India is concerned about the “threats” it faces in space, the Pentagon has said, defending New Delhi for recently testing the anti-satellite or ASAT missile capabilities. On March 27, India achieved a historic feat by shooting down its own low-orbit satellite with a ground-to-space missile, making the country a space power.
The test made India the fourth country in the world after the US, Russia and China to have ASAT capabilities.
“The first lesson from the Indian ASAT is just the simple question of why did they do that. And the answer should be, I think to all the committee looking at it, is that they did that because they are concerned about threats to their nation from space,” US Strategic Command Commander General John E Hyten told members of the powerful Senate Armed Services Committee on Thursday.

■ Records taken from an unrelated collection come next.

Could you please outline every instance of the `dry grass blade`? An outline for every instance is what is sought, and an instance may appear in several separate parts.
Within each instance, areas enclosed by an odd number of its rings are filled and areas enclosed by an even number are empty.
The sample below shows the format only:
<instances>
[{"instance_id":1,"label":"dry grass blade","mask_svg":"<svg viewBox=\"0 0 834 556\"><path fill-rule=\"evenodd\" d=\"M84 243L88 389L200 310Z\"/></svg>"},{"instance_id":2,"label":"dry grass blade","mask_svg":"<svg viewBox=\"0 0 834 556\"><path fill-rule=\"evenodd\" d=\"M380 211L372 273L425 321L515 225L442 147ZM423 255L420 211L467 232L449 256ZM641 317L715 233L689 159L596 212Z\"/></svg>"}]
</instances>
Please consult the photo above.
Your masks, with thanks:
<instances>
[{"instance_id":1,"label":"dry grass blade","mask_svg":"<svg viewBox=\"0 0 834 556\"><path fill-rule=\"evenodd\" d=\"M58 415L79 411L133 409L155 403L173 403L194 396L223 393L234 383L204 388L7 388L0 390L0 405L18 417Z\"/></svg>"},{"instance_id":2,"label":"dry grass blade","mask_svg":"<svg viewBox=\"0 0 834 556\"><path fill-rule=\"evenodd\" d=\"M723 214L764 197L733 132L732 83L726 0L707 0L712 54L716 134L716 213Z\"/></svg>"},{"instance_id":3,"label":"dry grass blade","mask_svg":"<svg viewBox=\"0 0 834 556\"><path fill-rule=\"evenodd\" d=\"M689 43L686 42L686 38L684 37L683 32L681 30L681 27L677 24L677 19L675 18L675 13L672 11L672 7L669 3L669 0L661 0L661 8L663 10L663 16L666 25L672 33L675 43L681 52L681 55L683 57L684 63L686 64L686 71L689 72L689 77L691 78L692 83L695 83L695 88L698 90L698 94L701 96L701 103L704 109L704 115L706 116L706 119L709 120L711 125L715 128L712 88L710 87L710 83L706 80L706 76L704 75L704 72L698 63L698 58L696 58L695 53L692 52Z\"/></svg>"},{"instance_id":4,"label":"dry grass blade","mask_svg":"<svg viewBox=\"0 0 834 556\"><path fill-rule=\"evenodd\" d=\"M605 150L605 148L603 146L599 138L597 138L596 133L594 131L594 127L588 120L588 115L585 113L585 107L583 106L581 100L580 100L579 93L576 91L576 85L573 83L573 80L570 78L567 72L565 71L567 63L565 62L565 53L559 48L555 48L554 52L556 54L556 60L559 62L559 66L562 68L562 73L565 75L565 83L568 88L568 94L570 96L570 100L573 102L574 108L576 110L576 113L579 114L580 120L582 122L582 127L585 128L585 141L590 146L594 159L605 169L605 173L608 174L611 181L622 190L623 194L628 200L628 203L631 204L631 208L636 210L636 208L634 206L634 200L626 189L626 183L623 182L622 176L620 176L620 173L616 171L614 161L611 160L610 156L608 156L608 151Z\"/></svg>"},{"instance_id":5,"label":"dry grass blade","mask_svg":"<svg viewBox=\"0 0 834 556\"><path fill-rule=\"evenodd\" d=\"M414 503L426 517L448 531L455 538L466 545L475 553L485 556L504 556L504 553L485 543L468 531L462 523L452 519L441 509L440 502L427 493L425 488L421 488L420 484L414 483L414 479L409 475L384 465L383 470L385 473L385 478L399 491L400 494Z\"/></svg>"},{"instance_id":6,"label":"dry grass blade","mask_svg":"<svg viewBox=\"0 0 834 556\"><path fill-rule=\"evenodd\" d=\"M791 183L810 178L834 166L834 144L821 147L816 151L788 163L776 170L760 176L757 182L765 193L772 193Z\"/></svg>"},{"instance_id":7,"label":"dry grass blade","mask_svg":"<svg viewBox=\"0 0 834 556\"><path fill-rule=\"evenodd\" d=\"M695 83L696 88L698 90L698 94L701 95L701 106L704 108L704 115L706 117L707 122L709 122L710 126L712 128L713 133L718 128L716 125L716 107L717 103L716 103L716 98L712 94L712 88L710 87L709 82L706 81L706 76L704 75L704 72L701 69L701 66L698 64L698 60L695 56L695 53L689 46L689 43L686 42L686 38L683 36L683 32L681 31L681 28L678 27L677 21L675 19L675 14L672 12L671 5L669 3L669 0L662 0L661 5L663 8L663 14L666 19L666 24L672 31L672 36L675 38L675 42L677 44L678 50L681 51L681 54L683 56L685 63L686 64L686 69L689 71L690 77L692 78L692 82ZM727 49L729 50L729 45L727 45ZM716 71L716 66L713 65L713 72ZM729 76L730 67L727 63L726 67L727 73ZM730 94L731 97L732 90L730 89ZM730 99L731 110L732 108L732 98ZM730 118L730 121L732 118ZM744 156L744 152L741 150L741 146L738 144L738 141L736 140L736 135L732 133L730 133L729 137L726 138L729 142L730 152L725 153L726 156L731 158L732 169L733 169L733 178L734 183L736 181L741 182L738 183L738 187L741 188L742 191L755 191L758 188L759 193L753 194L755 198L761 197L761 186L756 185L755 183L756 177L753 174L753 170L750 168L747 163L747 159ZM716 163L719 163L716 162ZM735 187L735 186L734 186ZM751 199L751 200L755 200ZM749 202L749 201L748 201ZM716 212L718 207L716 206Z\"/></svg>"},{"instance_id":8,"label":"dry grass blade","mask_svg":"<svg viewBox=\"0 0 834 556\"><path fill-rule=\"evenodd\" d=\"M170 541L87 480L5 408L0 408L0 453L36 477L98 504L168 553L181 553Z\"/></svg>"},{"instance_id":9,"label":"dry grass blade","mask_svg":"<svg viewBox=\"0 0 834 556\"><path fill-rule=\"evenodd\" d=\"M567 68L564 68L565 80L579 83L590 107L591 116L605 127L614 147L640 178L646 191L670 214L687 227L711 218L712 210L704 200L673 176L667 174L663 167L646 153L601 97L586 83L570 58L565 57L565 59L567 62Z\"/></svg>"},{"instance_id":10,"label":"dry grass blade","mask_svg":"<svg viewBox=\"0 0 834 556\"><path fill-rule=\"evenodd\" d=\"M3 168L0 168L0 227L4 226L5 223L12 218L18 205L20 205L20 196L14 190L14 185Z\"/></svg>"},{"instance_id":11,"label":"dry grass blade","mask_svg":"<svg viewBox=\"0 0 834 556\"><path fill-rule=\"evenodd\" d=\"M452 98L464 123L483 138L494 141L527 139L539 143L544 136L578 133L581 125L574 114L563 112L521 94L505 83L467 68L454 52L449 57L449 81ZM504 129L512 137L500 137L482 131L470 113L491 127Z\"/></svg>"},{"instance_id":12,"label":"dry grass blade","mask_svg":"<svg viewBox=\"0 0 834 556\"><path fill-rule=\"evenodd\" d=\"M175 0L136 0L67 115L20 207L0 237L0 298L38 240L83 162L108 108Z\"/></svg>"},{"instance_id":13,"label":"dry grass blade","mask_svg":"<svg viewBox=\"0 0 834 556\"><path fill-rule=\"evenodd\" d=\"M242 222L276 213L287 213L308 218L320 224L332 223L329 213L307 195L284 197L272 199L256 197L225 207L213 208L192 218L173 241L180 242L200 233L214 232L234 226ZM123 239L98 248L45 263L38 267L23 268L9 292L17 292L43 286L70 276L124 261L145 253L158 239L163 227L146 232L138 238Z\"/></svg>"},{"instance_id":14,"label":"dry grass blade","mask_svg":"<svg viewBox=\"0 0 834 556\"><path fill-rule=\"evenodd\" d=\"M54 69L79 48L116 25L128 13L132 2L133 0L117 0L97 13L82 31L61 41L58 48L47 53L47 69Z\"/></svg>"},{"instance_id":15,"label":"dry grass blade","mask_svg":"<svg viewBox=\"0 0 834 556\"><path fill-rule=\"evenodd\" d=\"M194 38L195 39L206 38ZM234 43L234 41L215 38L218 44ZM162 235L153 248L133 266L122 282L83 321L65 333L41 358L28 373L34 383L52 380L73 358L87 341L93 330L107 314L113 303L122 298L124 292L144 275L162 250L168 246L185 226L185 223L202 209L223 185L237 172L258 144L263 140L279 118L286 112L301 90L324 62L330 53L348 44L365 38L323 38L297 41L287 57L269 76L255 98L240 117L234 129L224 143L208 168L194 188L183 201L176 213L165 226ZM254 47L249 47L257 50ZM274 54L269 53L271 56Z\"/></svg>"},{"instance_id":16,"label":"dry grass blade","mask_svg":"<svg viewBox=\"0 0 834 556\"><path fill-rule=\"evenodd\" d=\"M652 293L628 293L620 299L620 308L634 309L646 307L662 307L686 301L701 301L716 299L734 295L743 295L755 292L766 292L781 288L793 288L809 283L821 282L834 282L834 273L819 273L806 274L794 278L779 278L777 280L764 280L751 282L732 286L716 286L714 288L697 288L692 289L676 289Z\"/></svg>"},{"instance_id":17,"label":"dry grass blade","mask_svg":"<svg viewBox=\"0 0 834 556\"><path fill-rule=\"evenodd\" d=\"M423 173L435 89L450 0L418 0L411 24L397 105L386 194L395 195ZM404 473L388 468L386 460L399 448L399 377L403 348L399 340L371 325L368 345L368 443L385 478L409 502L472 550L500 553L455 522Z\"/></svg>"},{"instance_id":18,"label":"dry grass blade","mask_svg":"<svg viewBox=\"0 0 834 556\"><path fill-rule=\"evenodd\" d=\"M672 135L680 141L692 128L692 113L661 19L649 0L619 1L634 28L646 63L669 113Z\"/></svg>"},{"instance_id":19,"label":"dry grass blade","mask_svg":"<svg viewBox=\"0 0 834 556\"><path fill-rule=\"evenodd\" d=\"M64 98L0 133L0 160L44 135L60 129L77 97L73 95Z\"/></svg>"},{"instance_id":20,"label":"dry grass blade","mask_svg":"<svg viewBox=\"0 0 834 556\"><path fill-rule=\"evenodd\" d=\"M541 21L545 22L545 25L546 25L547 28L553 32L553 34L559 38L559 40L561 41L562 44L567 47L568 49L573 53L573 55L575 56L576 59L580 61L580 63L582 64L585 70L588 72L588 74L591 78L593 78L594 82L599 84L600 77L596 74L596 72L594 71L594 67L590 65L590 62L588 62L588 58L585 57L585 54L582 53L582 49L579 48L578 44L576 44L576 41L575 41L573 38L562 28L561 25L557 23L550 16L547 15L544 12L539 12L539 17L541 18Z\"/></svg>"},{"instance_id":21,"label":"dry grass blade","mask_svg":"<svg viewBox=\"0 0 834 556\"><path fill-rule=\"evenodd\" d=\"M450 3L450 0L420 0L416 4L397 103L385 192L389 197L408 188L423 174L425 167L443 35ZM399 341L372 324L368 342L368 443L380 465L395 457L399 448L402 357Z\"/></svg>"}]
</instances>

“And therefore, they feel they have to have a capability to defend themselves in space,” General Hyten told Senate Armed Services Committee while responding to a question from Senators on the need for India to carry out the anti-satellite missile test.
After India’s ASAT test, NASA termed it as a “terrible thing”, saying it created about 400 pieces of orbital debris, and claimed that it endangered the International Space Station (ISS).
NASA Administrator Jim Bridenstine had claimed that about 60 pieces were tracked and out of which 24 are going above the apogee of the ISS.
General Hyten advocated for the development of some kind of international norms of behaviour in space.
“And where those norms of behaviour should begin, from my opinion, is with debris, because as the combatant commander responsible for space today, I don’t want more debris,” said the top Pentagon commander.
Raising the issue, Senator Tim Kaine said India announced last month that it had successfully conducted a test of an anti-satellite weapon.
“So, they had something in low earth orbit. They used an anti-satellite weapon to down it, and it resulted in – the estimate is right now 400 pieces of debris, 24 which are large enough to potentially pose a threat to the International Space Station,” he claimed.
“There have been other instances like this. There was a Chinese – a similar effort in 2007 that led to the catalogued 100,000 pieces of debris, many of which are still observing in debris fields that pose danger to other assets in space,” he said.
“There was a collision in ’09 between a working US satellite and a sort of defunct Soviet era satellite that kind of a fender bender that produced debris. Then this debris causes challenges,” he added.
“If we think that space is going to be more of a traffic jam, more satellites for all kinds of purposes up there, what should we be thinking about as a Senate in this committee or in Foreign Relations about sort of the rules?” he asked.
“What should the rules environment be, and what should we be doing to try to promote rules? India is an ally. We’re not talking about an adversary doing something. We’re talking about them testing some capacity, but then that creates challenges for all kinds of uses of space. How should we be solving problems like that?”